The Board of Directors of SOAR has adopted the garden under umbrella sponsorship for 501(c)3 status and for liability insurance, and Sisters Habitat for Humanity has agreed to allow the garden to use two Habitat properties on a temporary "growing-season-to-growing-season" basis.

Grade school children are planting seeds as "starts" for the garden, and the Sisters Middle School "Roots and Shoots" group will be involved as volunteer helpers.

Discussions with community artists have led to commitments for both decorative and functional art pieces to be placed in the garden. Deals have been struck for free lumber and manure, compost and top soil.
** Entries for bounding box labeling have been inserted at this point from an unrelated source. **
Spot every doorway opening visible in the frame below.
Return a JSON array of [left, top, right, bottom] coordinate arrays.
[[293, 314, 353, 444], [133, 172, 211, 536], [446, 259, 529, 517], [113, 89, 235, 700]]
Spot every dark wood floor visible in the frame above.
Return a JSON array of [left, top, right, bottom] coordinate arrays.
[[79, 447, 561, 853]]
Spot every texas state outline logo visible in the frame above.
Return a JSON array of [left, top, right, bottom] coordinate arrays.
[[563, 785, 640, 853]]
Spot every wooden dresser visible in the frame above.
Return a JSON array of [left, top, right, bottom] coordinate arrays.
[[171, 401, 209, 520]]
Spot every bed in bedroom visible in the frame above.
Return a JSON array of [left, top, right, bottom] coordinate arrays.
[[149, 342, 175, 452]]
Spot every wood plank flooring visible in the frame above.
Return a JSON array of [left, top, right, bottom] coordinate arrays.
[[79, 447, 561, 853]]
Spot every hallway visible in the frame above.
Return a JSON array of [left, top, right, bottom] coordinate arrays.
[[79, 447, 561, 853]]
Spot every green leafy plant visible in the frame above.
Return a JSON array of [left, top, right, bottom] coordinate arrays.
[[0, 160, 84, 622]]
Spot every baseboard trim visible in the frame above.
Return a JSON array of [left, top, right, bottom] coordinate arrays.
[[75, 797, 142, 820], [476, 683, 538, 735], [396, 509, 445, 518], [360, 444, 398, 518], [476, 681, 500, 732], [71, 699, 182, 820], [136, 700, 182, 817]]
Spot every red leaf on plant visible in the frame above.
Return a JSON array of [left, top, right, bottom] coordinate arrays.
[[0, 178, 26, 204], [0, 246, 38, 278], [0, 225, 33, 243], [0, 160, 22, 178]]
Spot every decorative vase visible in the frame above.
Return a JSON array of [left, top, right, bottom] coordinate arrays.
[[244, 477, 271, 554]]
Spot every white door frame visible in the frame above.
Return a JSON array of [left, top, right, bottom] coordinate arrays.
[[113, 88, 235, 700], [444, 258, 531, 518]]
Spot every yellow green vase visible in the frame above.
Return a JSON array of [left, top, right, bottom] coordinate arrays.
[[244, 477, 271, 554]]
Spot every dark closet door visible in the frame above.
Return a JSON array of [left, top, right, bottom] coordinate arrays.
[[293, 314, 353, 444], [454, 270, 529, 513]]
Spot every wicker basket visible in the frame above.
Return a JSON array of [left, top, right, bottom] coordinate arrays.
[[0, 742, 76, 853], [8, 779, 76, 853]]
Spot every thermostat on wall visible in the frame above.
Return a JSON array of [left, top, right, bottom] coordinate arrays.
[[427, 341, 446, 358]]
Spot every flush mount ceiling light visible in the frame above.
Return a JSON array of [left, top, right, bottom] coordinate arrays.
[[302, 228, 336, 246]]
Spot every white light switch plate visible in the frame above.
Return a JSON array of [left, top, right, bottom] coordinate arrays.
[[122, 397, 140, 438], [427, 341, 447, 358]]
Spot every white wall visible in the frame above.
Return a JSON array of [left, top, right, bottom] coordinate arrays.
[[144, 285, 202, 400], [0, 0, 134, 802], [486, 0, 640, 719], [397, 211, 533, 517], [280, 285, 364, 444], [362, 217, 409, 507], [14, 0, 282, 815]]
"We are constantly blown away by commitment and enthusiasm and a willingness to just get the job done," Stafford said. "The success of the committee is due to a variety of very different but like-minded people working together for that common goal in a very healthy fashion. And they are bringing with them a huge range of talents and abilities."

"That's the beginning," Cavanaugh said. "Now, we are at the point where we are ready to get our hands in the dirt and make that vision come to life."

The community garden committee soon will begin taking applications for actual plots in the garden. A modest annual fee will be charged for each plot, depending on size, and the committee will sell memberships in the community garden organization with or without a plot in the actual garden.

The group also will encourage the donation of any gardening-related item and will accept cash donations, as well.

The planners want to have demonstration beds, mentor plots (where experienced gardeners work side-by-side with beginners), class projects, individual and group plots. Although the committee anticipates many plots being established before summer, a grand opening of the garden is set for Saturday, June 2.

Scheduled fund-raisers for the Community Garden include the proceeds from the April 12 movie "The Future of Food," the next "Talkies" event at Sisters Movie House and a May 11 "Seeds of Song" program featuring Katie and Doug Cavanaugh, Laura Kemp and Walker T. Ryan.

"This process has gotten new blood involved in the community and we have identified new leadership potential that, down the pike, will be nothing but good for this community as a whole," Stafford noted. "It's way more important than just a garden."